Die Klägerin wurde auf der Grundlage einer "Beschreibung des Aufgabenkreises" (BAK vom 01.09.2004 (Kopie Bl. 24 ff. der Akten) in die Entgeltgruppe 6 der Anlage A zum TV-L (Entgeltordnung) eingruppiert. Nach der BAK besteht die Tätigkeit eines/einer Mitarbeiter/in in Serviceeinheiten aus zwei Arbeitsvorgängen, wobei der Arbeitsvorgang "Schwierige Tätigkeiten" einen zeitlichen Anteil von 28,43 v.H. an der monatlichen Arbeitszeit hat.

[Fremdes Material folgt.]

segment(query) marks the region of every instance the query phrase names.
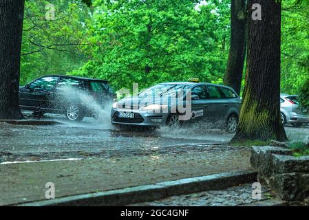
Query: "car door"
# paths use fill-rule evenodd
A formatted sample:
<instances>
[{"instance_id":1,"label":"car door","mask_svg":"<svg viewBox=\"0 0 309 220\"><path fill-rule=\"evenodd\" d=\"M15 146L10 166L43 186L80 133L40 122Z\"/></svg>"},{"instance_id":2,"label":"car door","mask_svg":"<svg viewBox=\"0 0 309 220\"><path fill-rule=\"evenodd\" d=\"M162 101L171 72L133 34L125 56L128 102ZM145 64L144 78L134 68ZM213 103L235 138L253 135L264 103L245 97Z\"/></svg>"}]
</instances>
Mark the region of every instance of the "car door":
<instances>
[{"instance_id":1,"label":"car door","mask_svg":"<svg viewBox=\"0 0 309 220\"><path fill-rule=\"evenodd\" d=\"M88 97L86 81L78 78L61 77L56 85L53 96L54 108L57 111L65 109L68 103L83 103Z\"/></svg>"},{"instance_id":2,"label":"car door","mask_svg":"<svg viewBox=\"0 0 309 220\"><path fill-rule=\"evenodd\" d=\"M207 98L209 119L213 121L223 120L228 107L224 99L224 95L216 85L207 85L207 89L209 94Z\"/></svg>"},{"instance_id":3,"label":"car door","mask_svg":"<svg viewBox=\"0 0 309 220\"><path fill-rule=\"evenodd\" d=\"M198 85L191 89L191 97L195 98L191 100L192 116L191 122L204 120L209 114L207 102L208 92L204 85Z\"/></svg>"},{"instance_id":4,"label":"car door","mask_svg":"<svg viewBox=\"0 0 309 220\"><path fill-rule=\"evenodd\" d=\"M19 104L21 109L50 108L50 95L58 80L56 76L43 76L20 89Z\"/></svg>"},{"instance_id":5,"label":"car door","mask_svg":"<svg viewBox=\"0 0 309 220\"><path fill-rule=\"evenodd\" d=\"M224 102L224 108L222 112L222 116L224 118L227 118L228 115L232 112L237 113L239 115L241 101L236 94L227 87L220 87L220 89L224 95L222 102Z\"/></svg>"}]
</instances>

Die Klägerin forderte das beklagte Land mit Schreiben vom 02.07.2018 erfolglos auf, sein mit Wirkung ab dem 01.01.2018 in die Entgeltgruppe 9, hilfsweise Entgeltgruppe 8 Entgeltordnung einzugruppieren. Sie hat dieses Begehren mit ihrer Klage unter Bezugnahme auf das Urteil des Bundesarbeitsgerichts vom 28.02.2018 - 4 AZR 816/16 - AP Nr. 47 zu §§ 22, 23 BAT-O mit der Begründung weiterverfolgt, ihre Gesamttätigkeit stelle einen einheitlichen Arbeitsvorgang dar, wobei in rechtlich nicht ganz unerheblichem Umfang schwierige Tätigkeiten im Tarifsinn anfielen.

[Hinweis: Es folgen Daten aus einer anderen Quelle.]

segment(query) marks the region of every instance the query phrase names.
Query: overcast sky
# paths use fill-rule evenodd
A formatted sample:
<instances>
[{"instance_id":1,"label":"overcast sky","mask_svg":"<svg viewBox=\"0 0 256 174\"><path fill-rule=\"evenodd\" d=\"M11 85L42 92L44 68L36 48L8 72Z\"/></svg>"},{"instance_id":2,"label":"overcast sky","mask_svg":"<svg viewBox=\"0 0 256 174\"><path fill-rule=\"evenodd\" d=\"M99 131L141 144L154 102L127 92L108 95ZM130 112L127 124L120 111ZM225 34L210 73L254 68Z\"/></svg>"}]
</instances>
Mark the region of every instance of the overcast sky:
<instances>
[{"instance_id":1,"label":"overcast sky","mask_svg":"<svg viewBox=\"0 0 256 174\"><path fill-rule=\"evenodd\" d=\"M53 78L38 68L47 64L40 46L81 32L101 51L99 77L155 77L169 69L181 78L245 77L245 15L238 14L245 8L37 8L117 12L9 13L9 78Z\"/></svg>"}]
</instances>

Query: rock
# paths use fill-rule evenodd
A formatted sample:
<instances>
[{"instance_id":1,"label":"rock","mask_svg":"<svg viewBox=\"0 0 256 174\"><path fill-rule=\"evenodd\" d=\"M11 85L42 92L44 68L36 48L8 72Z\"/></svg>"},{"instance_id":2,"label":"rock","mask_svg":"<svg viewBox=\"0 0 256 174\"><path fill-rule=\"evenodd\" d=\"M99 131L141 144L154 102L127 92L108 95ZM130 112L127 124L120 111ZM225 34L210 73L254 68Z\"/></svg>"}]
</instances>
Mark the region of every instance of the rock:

Die Klägerin ist der Auffassung, sie müsse höher eingruppiert werden. Ihre Tätigkeit als Geschäftsstellenverwalterin bzw. Servicekraft beim Arbeitsgericht Berlin sei schwierig im Sinne der E9 Anlage A TV-L, Teil II, 12. Beschäftigte im Justizdienst, Nr. 1. Nach Nr. 3 der Protokollerklärungen zum Tarifvertrag übe sie eine schwierige Tätigkeit aus. Die Klägerin beruft sich auch auf die Zuständigkeitsregelung ab dem 1. Januar 2012, die zur Geschäftsstellenordnung ArbG/LAG ergangen ist. Dort sei nach Nr. I bestimmt, dass Servicekräfte sämtliche Aufgaben der Geschäftsstelle wahrzunehmen hätten, soweit sie nicht ausdrücklich anderen Beschäftigten vorbehalten seien. Danach oblägen den Servicekräften also die Erfüllung der Aufgaben der Geschäftsstelle, und zwar sämtlicher Aufgaben der Geschäftsstelle.

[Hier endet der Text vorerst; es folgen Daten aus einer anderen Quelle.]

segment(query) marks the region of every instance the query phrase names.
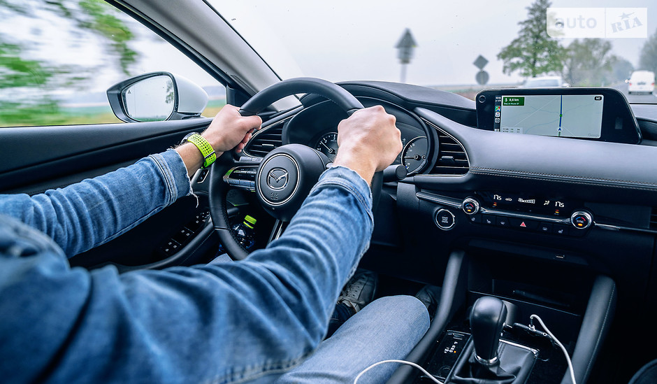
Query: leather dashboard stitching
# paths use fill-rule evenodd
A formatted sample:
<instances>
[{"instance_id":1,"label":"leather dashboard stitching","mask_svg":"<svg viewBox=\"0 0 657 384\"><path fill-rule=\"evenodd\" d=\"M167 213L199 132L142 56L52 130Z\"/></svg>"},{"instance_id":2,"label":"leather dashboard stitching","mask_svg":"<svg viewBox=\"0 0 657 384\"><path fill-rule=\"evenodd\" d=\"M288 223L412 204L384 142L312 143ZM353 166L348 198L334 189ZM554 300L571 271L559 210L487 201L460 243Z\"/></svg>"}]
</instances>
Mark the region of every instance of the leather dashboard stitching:
<instances>
[{"instance_id":1,"label":"leather dashboard stitching","mask_svg":"<svg viewBox=\"0 0 657 384\"><path fill-rule=\"evenodd\" d=\"M505 171L503 169L493 169L477 167L477 169L484 171L478 172L477 171L477 170L474 169L474 168L475 167L470 167L470 173L474 173L474 174L479 174L479 175L499 176L511 177L511 178L525 178L528 180L540 179L540 180L545 180L547 181L561 181L563 183L570 183L572 184L582 184L582 185L597 185L601 183L605 183L612 184L612 185L610 185L612 187L633 189L633 190L647 190L647 191L654 191L656 189L657 189L657 183L647 183L647 182L642 182L642 181L629 181L629 180L614 180L614 179L604 179L604 178L590 178L590 177L586 177L586 176L581 176L581 177L577 176L577 178L576 178L575 176L566 176L564 175L538 173L533 173L533 172L521 172L521 171ZM530 177L530 176L537 176L537 177ZM555 180L555 179L558 179L558 180ZM587 180L589 181L589 183L586 183L584 180Z\"/></svg>"},{"instance_id":2,"label":"leather dashboard stitching","mask_svg":"<svg viewBox=\"0 0 657 384\"><path fill-rule=\"evenodd\" d=\"M536 175L539 176L549 176L549 177L556 177L556 178L582 178L586 180L590 180L593 181L605 181L605 182L620 182L620 183L636 183L636 184L644 184L647 185L655 185L657 186L657 183L648 183L646 181L634 181L629 180L619 180L619 179L612 179L612 178L592 178L589 176L573 176L568 175L559 175L557 173L541 173L540 172L527 172L526 171L510 171L508 169L498 169L496 168L484 168L481 166L471 166L475 169L480 169L482 171L491 171L493 172L505 172L505 173L520 173L525 175Z\"/></svg>"}]
</instances>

Die Servicekräfte bearbeiteten die Arbeitsaufgaben ganzheitlich. Entsprechend der zuletzt vom Bundesarbeitsgericht getroffenen Entscheidung müsse hier berücksichtigt werden, dass die Geschäftsstellentätigkeit nun als ein einheitlicher Arbeitsvorgang anzusehen sei. So betreue die Klägerin die Aktenvorgänge von Eingang bis Abschluss des Verfahrens. Für die Klägerin seien dies jedenfalls die in der Zuständigkeitsregelung beispielhaft hervorgehobenen Tätigkeiten der Anordnung von Zustellungen, Ladungen, öffentliche Zustellungen; Erteilung von Rechtskraftzeugnissen und Vollstreckungsklauseln; Aufgaben des Kostenbeamten und der Geschäftsstelle bei PKH, Festsetzung und Anweisung der den Zeugen und den ehrenamtlichen Richtern zustehenden Entschädigungen; unterschriftsreife Vorbereitung von Beschlüssen und Verfügungen; Beantwortung von Sachstandsanfragen und Auskunftsersuchen; Fristwahrung; Statistik. Diese Aufgaben fielen in nicht unerheblichem Umfang an und machten insgesamt einen Arbeitsvorgang aus. Dem Bundesarbeitsgericht reichte nunmehr ein Anteil von 11,54...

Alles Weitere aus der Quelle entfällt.